Juventus FC via Getty Images

Maurizio Sarri non ha mai dimenticato la notte di fine aprile, era il 2018, in cui lasciò lo scudetto in un albergo di Firenze: i suoi videro la Juve battere l’Inter tra le polemiche e si sciolsero nell’amarezza e nella rabbia. Il giorno dopo persero di brutto e addio che t’amavo.

Questa volta il pernottamento in hotel potrebbe aver prodotto l’effetto opposto, visto che all’Inter non è riuscita l’impresa di battere la Roma e portarsi a meno tre: ha preso un solo punto e deve ringraziare Spinazzola, autore dello svarione che nel finale ha regalato il rigore a Lukaku.
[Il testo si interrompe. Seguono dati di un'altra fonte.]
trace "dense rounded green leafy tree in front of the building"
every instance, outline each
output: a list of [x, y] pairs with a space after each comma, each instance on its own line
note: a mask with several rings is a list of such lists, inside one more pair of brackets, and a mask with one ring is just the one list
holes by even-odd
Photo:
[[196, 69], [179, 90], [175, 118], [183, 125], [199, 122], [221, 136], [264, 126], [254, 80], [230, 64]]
Sono cinque (più uno) i punti che adesso separano l’Inter dalla Juve, impegnata stasera con la Lazio. E dal 2010 a oggi con 72 punti dopo 34 giornate lo scudetto si è vinto una volta sola. Lo dicono l’aritmetica e la storia del campionato: nell’anno del triplete l’Inter di Mourinho ne aveva addirittura due in meno ed era seconda, prima a 71 la Roma; la stagione seguente in testa con 74 c’era il Milan di Allegri, dodici mesi più tardi la prima Juve di Conte, sempre a 74. Dopo il primo titolo di Antonio la Juve ha accelerato sensibilmente azzerando la concorrenza e viaggiando da un minimo di 79 (2014-15) a un massimo di 90 (2013-14).

Sarri è dunque padrone del proprio destino: battendo la Lazio diventerebbe praticamente irraggiungibile e svuoterebbe - forse - di contenuto i discorsi sulla qualità del gioco della sua Juve e sul fallimento dell’idea di partenza.
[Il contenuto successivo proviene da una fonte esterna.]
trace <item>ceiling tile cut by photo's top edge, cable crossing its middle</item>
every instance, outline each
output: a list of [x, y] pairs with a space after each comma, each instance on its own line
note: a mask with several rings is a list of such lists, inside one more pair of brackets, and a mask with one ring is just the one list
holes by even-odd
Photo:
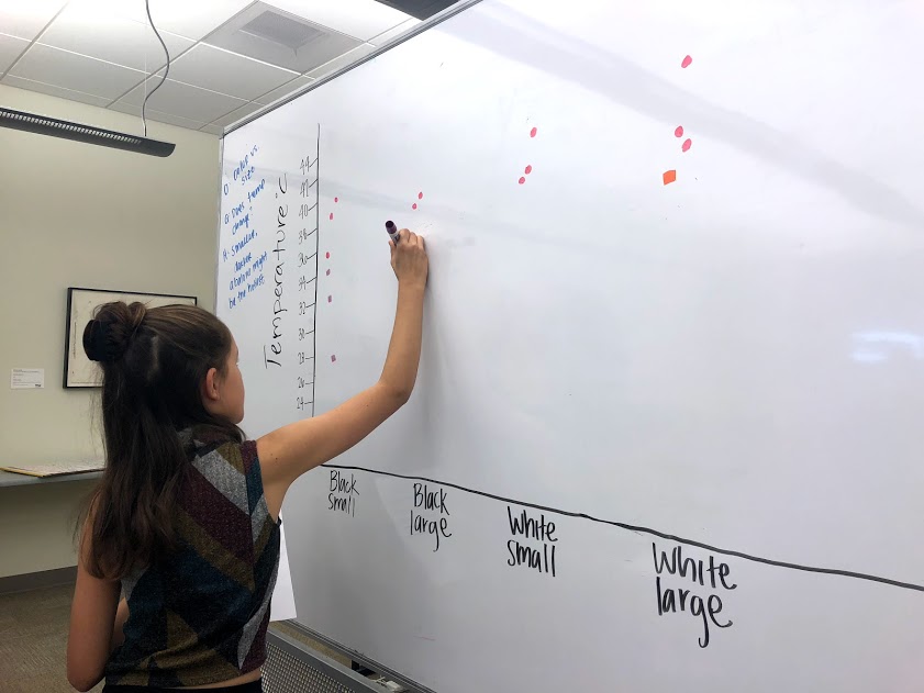
[[[22, 2], [31, 0], [21, 0]], [[151, 19], [158, 30], [199, 41], [253, 0], [152, 0]], [[92, 7], [142, 24], [147, 24], [144, 0], [71, 0], [70, 4]]]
Seguendo Roma-Inter (meglio la Roma, decisamente) ho ripensato all’articolo di Dotto su Marcelo Bielsa, il portatore unico di utopia, una sorta di profeta per “balordi”. Durante l’intervallo, sull’1-1, l’ho riletto ancora una volta soffermandomi sulla chiosa per cercare di capire dove risiedano realmente, oggi, la bellezza del calcio e il senso della vittoria. «Quante volte» scrive Giancarlo «noi che non siamo mai stati tifosi dell’Atalanta, abbiamo rinunciato a un impegno per non perderci la folle gioia della squadra di Gasperini. Quante volte ci siamo fermati a vedere e godere dell’improbabile Sassuolo di De Zerbi o dell’ancora più improbabile Verona di Juric? Quante volte al bar o nelle chiacchiere social abbiamo citato questi nomi piuttosto di altri? Diamo un punteggio a tutto questo, tiriamo le somme e avremo il podio. Ridefiniremo così i valori. E le statue. Avremo soprattutto il nuovo paradigma di cosa voglia dire davvero vincere. Riscritto da tutti noi balordi».

I valori non sono ridefinibili: comandano i fatturati dei punti e nel bilancio. L’estetica assoluta non porta titoli. La bellezza del gioco non vince più, la condanna della vittoria impone cambiamenti, ripensamenti, tradimenti. La bellezza sono i grandi giocatori, i campioni, i grandi interpreti. Vorrei riuscire a pensarla come Dotto, ma non ci riesco. La bellezza è perdente, affascinante ma perdente.

Di bello in Roma-Inter, ho visto l’arbitro al quale ho rubato una maiuscola. Arbitro che nel finale del primo tempo è andato al Var per prendere una decisione che ha diviso i giornalisti dai moviolisti: per i primi era fallo di Kolarov su Lautaro, per gli specialisti del calcio rivisto al video, no.

Tutti temiamo l’angoscia del troppo tardi, capisco perciò i rimpianti di Fonseca che nelle ultime quattro partite ci ha mostrato una squadra più maschia e convinta, capace di fare punti e aumentare i rimpianti.

Registro lo sfogo di Conte sul calendario e sugli orari delle partite dell’Inter: c’è un tempo per tutto. Ma non è mai quello dopo.